Tras decir que el gobierno tenía esperanza en el pueblo peruano para superar la crisis, vino las palabras sepulcrales que hasta hoy son recordadas: “Que Dios nos ayude”.


 Dos décadas más tarde, el propio Hurtado Miller reconoció que no le hizo feliz anunciar el paquetazo, pero reiteró que era necesario para “enmendar la ruta equivocada que llevada nuestro país”.
Para el acciopopulista García Belaunde, Juan Carlos Hurtado Miller realizó “una labor sacrificada” y fue “utilizado” por el gobierno fujimorista para anunciar el shock.
“Su rol fue importante, fue uno de los sacrificados, él hizo la parte mala y cuando termino de hacerla lo sacaron y trajeron a [Carlos] Boloña [al MEF]”, señaló, para luego recordar que el error el ex primer ministro fue haber aceptado dinero de Vladimiro Montesinos para solventar su campaña a la Municipalidad de Lima en 1998.

La visión económica del shock
A 25 años del ‘fujishock’, el ex viceministro de Economía Carlos Casas consideró que el paquetazo fue “positivo” para el Perú porque antes de este, los precios subían constantemente y desde el punto de vista fiscal y monetario, existían una serie de desequilibrios.
“Los valores reales de los productos no reflejaban los costos de producción y había mucho control y distorsión en los precios y cuando eso ocurre ningún sistema económico funciona bien”, dijo en diálogo con este Diario.
Explicó que la inflación se acrecentó en el primer gobierno aprista principalmente por tres motivos: el subsidio de parte de empresas públicas a productos, el aumento de sueldos a los empleados públicos y la impresión de billetes sin sustento. “Una vez que se cortaron los subsidios y que se eliminó el déficit, se sentaron las bases para recomponer la economía”.
Casas indicó que el shock era uno de los pocos caminos que existían para contrarrestar el desmanejo económico del primer gobierno aprista.
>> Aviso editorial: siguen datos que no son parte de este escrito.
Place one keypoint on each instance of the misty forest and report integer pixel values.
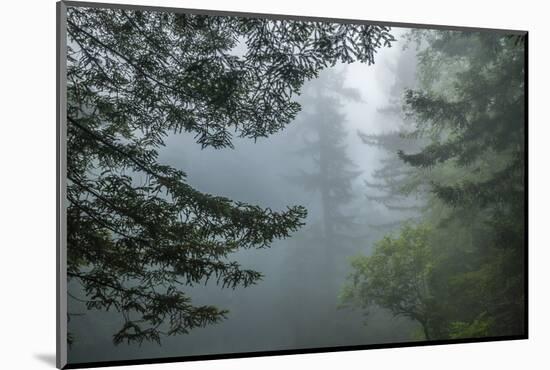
(240, 184)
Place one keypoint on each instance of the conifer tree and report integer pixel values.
(138, 233)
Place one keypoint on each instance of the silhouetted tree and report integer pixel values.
(466, 276)
(137, 232)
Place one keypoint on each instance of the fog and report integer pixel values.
(296, 303)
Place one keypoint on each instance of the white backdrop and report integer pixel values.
(27, 182)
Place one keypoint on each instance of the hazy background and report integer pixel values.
(296, 303)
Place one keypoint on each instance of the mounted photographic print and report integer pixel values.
(235, 184)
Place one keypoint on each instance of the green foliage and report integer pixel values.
(469, 109)
(397, 276)
(138, 234)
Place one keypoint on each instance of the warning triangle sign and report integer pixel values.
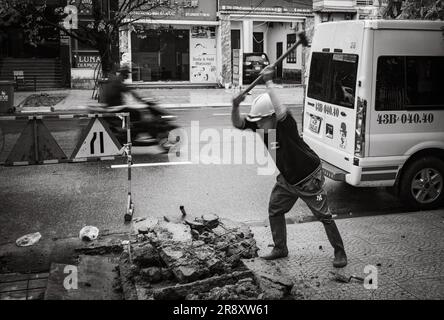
(35, 145)
(97, 140)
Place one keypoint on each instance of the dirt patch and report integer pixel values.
(42, 100)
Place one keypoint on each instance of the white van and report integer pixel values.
(374, 107)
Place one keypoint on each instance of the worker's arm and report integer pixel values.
(279, 108)
(236, 118)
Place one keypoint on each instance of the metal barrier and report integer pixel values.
(38, 139)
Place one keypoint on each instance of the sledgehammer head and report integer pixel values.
(303, 39)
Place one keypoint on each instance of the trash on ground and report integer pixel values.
(89, 233)
(29, 239)
(344, 279)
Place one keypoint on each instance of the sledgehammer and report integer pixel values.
(302, 40)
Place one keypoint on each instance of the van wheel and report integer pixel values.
(422, 183)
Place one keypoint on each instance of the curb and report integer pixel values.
(165, 106)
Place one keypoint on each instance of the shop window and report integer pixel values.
(291, 40)
(258, 42)
(161, 55)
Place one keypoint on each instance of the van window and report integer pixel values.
(333, 78)
(404, 82)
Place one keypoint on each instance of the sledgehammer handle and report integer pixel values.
(302, 40)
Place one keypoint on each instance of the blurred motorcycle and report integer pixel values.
(149, 124)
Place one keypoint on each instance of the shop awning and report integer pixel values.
(335, 10)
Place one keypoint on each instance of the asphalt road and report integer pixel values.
(58, 200)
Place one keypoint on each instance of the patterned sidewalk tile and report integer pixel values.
(407, 251)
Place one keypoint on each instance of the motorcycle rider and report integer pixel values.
(114, 92)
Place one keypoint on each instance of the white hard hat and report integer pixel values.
(261, 107)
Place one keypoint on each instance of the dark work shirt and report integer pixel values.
(294, 158)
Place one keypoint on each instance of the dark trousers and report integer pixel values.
(284, 196)
(311, 191)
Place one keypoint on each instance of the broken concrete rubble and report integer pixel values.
(145, 255)
(198, 260)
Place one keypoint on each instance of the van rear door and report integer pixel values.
(330, 104)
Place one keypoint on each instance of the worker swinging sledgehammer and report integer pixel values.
(300, 169)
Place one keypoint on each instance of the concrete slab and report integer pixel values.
(97, 280)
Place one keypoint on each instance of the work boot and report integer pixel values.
(335, 239)
(278, 228)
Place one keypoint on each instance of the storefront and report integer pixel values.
(267, 26)
(174, 45)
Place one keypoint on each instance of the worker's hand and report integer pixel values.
(268, 73)
(238, 100)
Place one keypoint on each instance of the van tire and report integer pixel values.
(415, 189)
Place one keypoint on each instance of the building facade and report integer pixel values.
(336, 10)
(267, 26)
(173, 45)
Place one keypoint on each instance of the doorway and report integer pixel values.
(279, 51)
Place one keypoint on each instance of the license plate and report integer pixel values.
(315, 124)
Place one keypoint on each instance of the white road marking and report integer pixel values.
(155, 164)
(225, 114)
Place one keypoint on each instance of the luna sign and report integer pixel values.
(87, 61)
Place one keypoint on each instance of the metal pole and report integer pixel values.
(130, 205)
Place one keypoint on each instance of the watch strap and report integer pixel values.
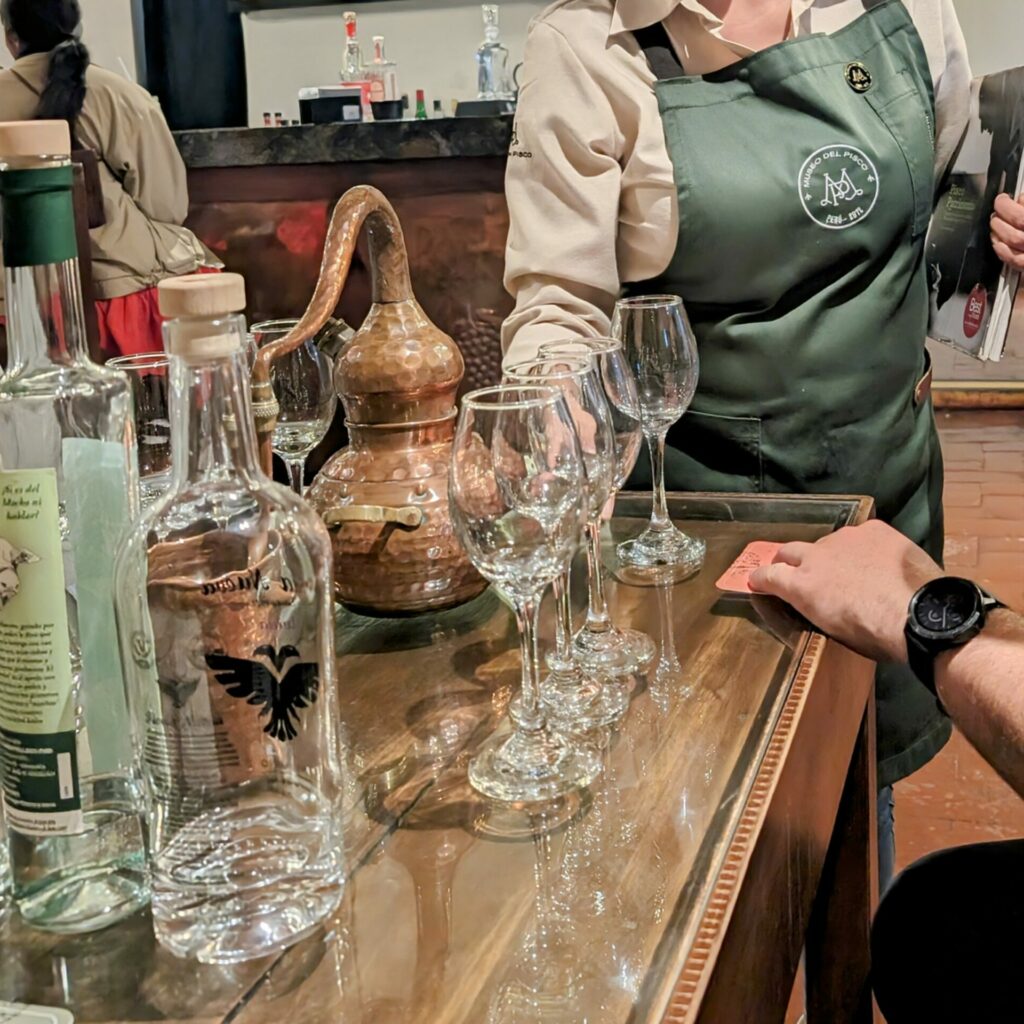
(922, 654)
“Fue el primer paso, se limpiaron los precios para que reflejen lo que debían reflejar y se complementó con reformas y con apertura comercial. Esto permitió consolidar, a los largo de los últimos 25 años, un estilo en el manejo macroeconómico del país. El shock había que darlo, era necesario, no era suficiente pensar en medidas pequeñas para reflotar a un país en crisis”, concluyó.
LOS DATOS
Actualmente, Hurtado Miller viene siendo procesado por la Cuarta Sala Penal Liquidadora por los presuntos delitos de colusión y falsedad material. De acuerdo a la Fiscalía Anticorrupción, el ex ministro y otras 22 personas habrían intercedido ante la Caja Militar Policial en 1998 para la refinanciación de una deuda que tenía la empresa Cimex del Perú, de propiedad del ex acciopopulista, por US$ 9 millones. Esto puso en desventaja a la Caja.
El 13 de abril del 2011, tres días después de la primera vuelta electoral, el ex primer ministro Juan Carlos Hurtado Miller se puso a derechos, después de haber permanecido en la clandestinidad desde el 2001.
En abril del 2009, el ex presidente Alberto Fujimori fue condenado a 25 años de prisión por las matanzas de Barrios Altos y La Cantuta. Fujimori también tiene otras cuatro sentencias, la última por el desvío de fondos de las FF.AA. para financiar los diarios chicha que respaldaban su campaña de rereelección en el 2000.